Unlawful Storage periods in connection with discharge from remaining debts (C-26/22 and C-64/22)

The ECJ also ruled that SCHUFA's previous practice of storing data relating to the discharge from remaining debts from public insolvency registers is not compatible with the GDPR. Private credit agencies such as SCHUFA are therefore not allowed to store data relating to the granting of a discharge from remaining debts for a longer period than public insolvency registers.

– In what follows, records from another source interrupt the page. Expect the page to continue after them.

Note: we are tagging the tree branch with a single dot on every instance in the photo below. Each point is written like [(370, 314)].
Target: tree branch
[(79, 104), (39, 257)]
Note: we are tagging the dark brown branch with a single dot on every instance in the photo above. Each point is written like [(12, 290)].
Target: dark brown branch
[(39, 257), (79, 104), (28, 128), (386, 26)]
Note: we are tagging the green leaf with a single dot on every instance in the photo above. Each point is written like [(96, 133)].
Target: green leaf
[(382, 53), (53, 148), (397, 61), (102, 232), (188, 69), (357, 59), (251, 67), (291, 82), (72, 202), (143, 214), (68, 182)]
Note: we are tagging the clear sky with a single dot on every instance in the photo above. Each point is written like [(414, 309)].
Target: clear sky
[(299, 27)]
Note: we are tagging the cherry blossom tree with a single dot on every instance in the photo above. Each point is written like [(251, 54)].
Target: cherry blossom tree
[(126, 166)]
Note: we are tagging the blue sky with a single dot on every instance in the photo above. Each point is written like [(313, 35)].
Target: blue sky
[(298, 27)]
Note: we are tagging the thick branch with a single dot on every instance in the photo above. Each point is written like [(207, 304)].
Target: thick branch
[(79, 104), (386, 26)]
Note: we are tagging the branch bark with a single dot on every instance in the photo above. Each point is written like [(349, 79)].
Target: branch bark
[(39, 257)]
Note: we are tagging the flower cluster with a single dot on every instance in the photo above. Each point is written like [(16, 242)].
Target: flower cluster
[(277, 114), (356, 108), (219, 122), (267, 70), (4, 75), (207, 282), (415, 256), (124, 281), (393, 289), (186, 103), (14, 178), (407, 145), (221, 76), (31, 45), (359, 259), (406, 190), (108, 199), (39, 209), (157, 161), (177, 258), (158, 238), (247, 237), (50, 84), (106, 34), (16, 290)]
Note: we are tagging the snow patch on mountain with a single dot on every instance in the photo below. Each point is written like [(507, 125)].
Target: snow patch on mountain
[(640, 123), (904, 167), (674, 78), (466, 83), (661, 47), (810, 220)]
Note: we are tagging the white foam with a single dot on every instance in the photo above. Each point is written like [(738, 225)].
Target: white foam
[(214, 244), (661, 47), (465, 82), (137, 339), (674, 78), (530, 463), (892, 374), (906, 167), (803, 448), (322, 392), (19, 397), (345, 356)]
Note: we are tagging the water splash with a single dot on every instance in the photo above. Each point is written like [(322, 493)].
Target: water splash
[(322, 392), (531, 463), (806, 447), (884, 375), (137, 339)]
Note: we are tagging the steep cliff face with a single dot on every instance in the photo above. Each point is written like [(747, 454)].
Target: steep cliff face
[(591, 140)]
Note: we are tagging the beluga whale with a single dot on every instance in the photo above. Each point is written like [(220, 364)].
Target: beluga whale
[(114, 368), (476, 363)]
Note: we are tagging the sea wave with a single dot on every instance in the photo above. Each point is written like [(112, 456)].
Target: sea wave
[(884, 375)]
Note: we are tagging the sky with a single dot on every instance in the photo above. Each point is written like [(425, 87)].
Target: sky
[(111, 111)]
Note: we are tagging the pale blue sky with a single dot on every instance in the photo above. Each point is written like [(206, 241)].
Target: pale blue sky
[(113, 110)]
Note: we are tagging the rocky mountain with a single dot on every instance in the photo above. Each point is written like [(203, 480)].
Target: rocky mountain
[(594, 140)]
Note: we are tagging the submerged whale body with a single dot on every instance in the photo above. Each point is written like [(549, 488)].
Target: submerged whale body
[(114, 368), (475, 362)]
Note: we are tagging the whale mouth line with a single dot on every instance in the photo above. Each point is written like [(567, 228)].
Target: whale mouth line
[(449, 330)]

Section 3 (1) German Regulation on Public Notices in Insolvency and Restructuring Matters on the Internet (Verordnung zu öffentlichen Bekanntmachungen in Insolvenzverfahren und Restrukturierungssachen im Internet, „InsBekV“) stipulates a storage period of six months for such data in public registers after the discharge from remaining debts has been granted. According to the ECJ, for the storage of data by SCHUFA, this means that after the expiry of the six months, the data subject is entitled to have this data deleted and SCHUFA is accordingly obliged to delete this data immediately. The ECJ justified this by stating, among other things, that the storage and forwarding of this data constituted a serious interference with the fundamental rights of the natural person concerned as enshrined in Articles 7 and 8 of the Charter of Fundamental Rights of the European Union. Furthermore, the discharge from remaining debts served to enable the debtor to participate in economic life and is of "existential importance". This purpose would be undermined if credit agencies were authorised to store and process such data even after it has been deleted from the public insolvency register, as this data would always be used as a negative factor when assessing the creditworthiness of such a person. 

The admissibility of the parallel storage of data relating to the discharge from remaining debts by SCHUFA within the six-month storage period would be less serious than the storage beyond the six months. However, this storage still constituted an interference with the rights under Articles 7 and 8 of the Charter of Fundamental Rights of the EU. According to the ECJ, the referring court is now required to weigh up the conflicting interests.

Outlook

The judgements of the ECJ are of utmost importance for private credit agencies as well as for their customers. Especially for SCHUFA customers, e. g. banks, online retailers or energy suppliers, the significance of the score value has to be underlined. For them, the SCHUFA-score is often one of the few ways to protect themselves against the risk of non-payment when concluding a contract. If companies rely solely on the score, e. g. when granting credit, this now falls under the prohibition of Art. 22 GDPR.

Companies that rely significantly on the score value when concluding contracts should review their processes now for compliance with Art. 22 GDPR. The Administrative Court of Wiesbaden must still first examine whether national law does not provide a corresponding exception in Section 31 BDSG, which (nevertheless) allows scoring. However, no major surprises are to be expected here: the Administrative Court of Wiesbaden already expressed "serious doubts" regarding the compatibility with EU law in its request for a preliminary ruling. In his Opinion, the Advocate General had also expressed the view that Section 31 BDSG does not constitute a legal basis in line with EU law.

Furthermore, credit agencies shall not store the data for longer than the public insolvency registers. The referring court still has to verify whether these data can be stored in parallel. In a statement on its website, SCHUFA already announced that it had reduced the storage periods for this data to six months immediately following the Advocate General's Opinion in March 2023.